Kiwis Come Home to Roost for SNP Growth Report
I HAVE a New Zealand friend staying this Christmas. They were something big in the NZ civil service for a long time, on the welfare and insurance side of things. It has been heartrending hearing my friend tell angrily of the destruction of New Zealand’s once universal and egalitarian social welfare system under the ideological hammer-blows of neo-liberalism.
Today a stunning 40,000 folk in NZ – individuals and whole families – are officially homeless, left to sleep literally in doorways or even forced to live in cars. In fact, NZ has the highest homeless rate in the entire group of OECD industrial countries, despite having a population of only five million. An estimated one per cent of the country has no permanent place to live.
Readers will remember that New Zealand’s economy is one of the models cited for emulation in Andrew Wilson’s “Sustainable” Growth Report for the SNP. Current NZ GDP growth is a zippy 2.8 per cent, with 3.8 per cent predicated for 2019. (That compared to 1.5 per cent in Scotland.)
But heck: if boosting GDP growth simply puts up house prices and dumps 40,000 people into the street, then there’s something deeply wrong with your economic model, Andrew.

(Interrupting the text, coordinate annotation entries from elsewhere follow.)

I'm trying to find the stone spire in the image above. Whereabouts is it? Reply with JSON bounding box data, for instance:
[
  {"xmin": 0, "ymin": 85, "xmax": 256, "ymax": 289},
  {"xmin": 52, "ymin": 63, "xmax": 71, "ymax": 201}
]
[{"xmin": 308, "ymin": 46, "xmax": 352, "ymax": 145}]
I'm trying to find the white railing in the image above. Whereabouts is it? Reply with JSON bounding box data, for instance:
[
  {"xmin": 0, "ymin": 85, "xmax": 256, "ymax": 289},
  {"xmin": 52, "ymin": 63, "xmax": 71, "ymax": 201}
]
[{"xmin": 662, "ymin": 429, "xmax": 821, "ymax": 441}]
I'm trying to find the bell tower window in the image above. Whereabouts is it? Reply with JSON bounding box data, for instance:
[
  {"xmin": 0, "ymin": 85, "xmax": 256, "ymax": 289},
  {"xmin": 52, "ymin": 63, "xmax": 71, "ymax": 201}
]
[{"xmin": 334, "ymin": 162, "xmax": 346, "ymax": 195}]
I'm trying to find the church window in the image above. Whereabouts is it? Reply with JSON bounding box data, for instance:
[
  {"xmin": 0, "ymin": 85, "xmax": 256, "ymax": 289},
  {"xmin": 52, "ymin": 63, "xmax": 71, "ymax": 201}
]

Of course, Andrew will argue that once you have economic growth you can do good things with the proceeds. This is moonshine. The form an economy takes determines the distribution of income, the way workers are exploited and the type of goods available. New Zealand’s “economic miracle” is based on tourism and exporting food products to the rich Chinese middle class.
Result: 300,000 Kiwi children living below the poverty line and a profusion of local food banks. NZ children are going to bed hungry because the food the country produces is exported, so agribusiness can make a profit. The one follows from the other.
Meanwhile, SNP Deputy Leader Keith Brown promises to bring a new version of the Growth Report to the party’s spring conference. This sounds suspiciously like conference will be presented with a “take it” or “leave it” proposition.
December has been marked by massive turbulence in US and global stock markets. After reaching a peak in late September, both the US S&P 500 and the Dow Jones Industrial Average crashed by nearly a fifth, while the tech-heavy Nasdaq shed even more value. There has been a wee recovery since Christmas but essentially we are entering a bear market in 2019, driven by trade wars and rising interest rates.
Predicting market crashes is a mug’s game. We might see The Donald brow-beat the Fed, the US central bank, into reversing or freezing interest rises. We might see a temporary truce in the US-Chinese trade conflict. But the inevitable can’t be put off indefinitely.
Competition forces capitalist investors to invest too much and produce too much for the market. Eventually there is more to buy than consumers can digest, even with liberal credit. But once interest rates normalise, the credit carousel shudders to a halt, and unsold goods pile up. We are nearing that point in the global economy.
One bellwether is the housing market. The US housing market is already decelerating and will flatline in 2019. In the UK, in the past two years, house sale activity has declined, led by London. For the record, only Scotland is bucking the trend, with average house prices at their highest ever level. The average house price in Scotland is now £184,569 – up 5.5 per cent year-on-year.
SEEING THE HIGH TECH LIGHT
The abrupt closure of US high tech Kaiam’s manufacturing plant in Livingston remains a mystery worthy of Agatha Christie. This privately-owned maker of optical widgets for big server farms swallowed £850,000 of Scottish taxpayer’s cash in 2014 – a grant to relocate production from China. Why it made commercial sense to shift from China (with its massive economies of scale) to Scotland was never explained, unless it was the Scottish Enterprise bribe.
Kaiam makes so-called Photonic Integrated Circuits (PICs) which enable various other techy bits to be linked up. The market for PICs is booming and expected to surge by a quarter in the next few years. So what’s the problem? First, Kaiam is a small player in a big market dominated by big, cash-rich sharks like Infinera (funded by Goldman Sachs), Mellanox, Luxtera, Finisar (an Apple partner), NeoPhotonics, and Broadcom. Second, the sector is being driven by huge research investments in the US and Asia, and there is no way Kaiam can compete.
Last year, Kaimam accepted a big cash injection from Compound Photonics (CP) of Newton Aycliffe, with CP becoming a “substantial shareholder”. Possibly Kaiam was short of cash in an industry that burns R&D money. Kaiam’s units are air-freighted to California for incorporation into stuff made by the big MACOM company, which leaves it vulnerable to being replaced by other suppliers.
Lesson to new Scottish National Investment Bank: it’s always worth taking a punt, so it’s no disgrace if an investment goes sour. But please – PLEASE! – in future will you take an equity stake and not just offer grants.